18th July, 1884.
Did you ever read the passage in Shelley's letters when he talks about genius (I think he repeats it from another book) : Genius does not invent, it pevceives! I think that this is so wonderfully true, and more true the more one looks at it. It agrees with the true fact that you noticed the other day, that men of genius are always childlike. A child sees everything, looks straight at it, examines it, without any preconceived idea; most people, after they are about eleven or twelve, quite lose this power, they see everything through a few preconceived ideas which hang like a veil between them and the outer world. By the bye (this doesn't bear directly on that) did you ever do what I was very fond of doing when I was a child (I used to call it looking at things really) look at your hand for instance, make an effort of mind, and dissociate from it every preconceived idea. Look at it simply as an object which strikes the eye. You will be surprised how new and strange and funny it looks as though you had never seen it before.
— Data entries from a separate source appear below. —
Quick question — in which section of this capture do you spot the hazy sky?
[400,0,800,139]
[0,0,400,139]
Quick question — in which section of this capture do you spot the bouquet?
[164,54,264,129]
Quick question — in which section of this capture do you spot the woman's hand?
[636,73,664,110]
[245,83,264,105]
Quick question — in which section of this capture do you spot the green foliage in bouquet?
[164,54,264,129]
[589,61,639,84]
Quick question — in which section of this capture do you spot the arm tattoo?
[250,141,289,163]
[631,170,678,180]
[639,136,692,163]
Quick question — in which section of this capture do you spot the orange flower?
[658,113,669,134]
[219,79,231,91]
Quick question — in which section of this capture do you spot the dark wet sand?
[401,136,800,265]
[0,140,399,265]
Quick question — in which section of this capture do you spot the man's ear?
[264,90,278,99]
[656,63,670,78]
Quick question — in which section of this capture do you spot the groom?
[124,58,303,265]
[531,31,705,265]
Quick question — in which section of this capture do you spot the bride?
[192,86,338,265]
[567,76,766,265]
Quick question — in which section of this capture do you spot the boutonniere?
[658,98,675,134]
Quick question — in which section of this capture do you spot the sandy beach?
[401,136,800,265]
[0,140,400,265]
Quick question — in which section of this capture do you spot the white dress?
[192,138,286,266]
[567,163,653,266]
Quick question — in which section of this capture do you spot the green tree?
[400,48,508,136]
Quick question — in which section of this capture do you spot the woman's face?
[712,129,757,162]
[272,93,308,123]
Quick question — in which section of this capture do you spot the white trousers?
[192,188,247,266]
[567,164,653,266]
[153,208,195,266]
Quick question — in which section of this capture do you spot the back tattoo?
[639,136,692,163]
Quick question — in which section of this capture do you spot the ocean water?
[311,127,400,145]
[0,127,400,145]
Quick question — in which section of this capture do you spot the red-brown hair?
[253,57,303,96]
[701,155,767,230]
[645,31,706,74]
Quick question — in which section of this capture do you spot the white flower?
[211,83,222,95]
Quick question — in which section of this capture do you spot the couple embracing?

I used to do it often in Church to pass away the time. It can be done with the other senses. Listen to people talking just as a mere noise striking the ear. It is utterly different from what one fancies.... I know you can criticise my work as if it were anyone else's, as I could yours; in fact I think I am more keen to see a fault in you than in anyone else.
I am going to subscribe to the London Library next year. I can get fifteen books there and never need more than four or five at once, so if the other self cares he can have the rest. Tell me any good books you think of.
I am suffering from such depression of spirits to-day, and I don't know why.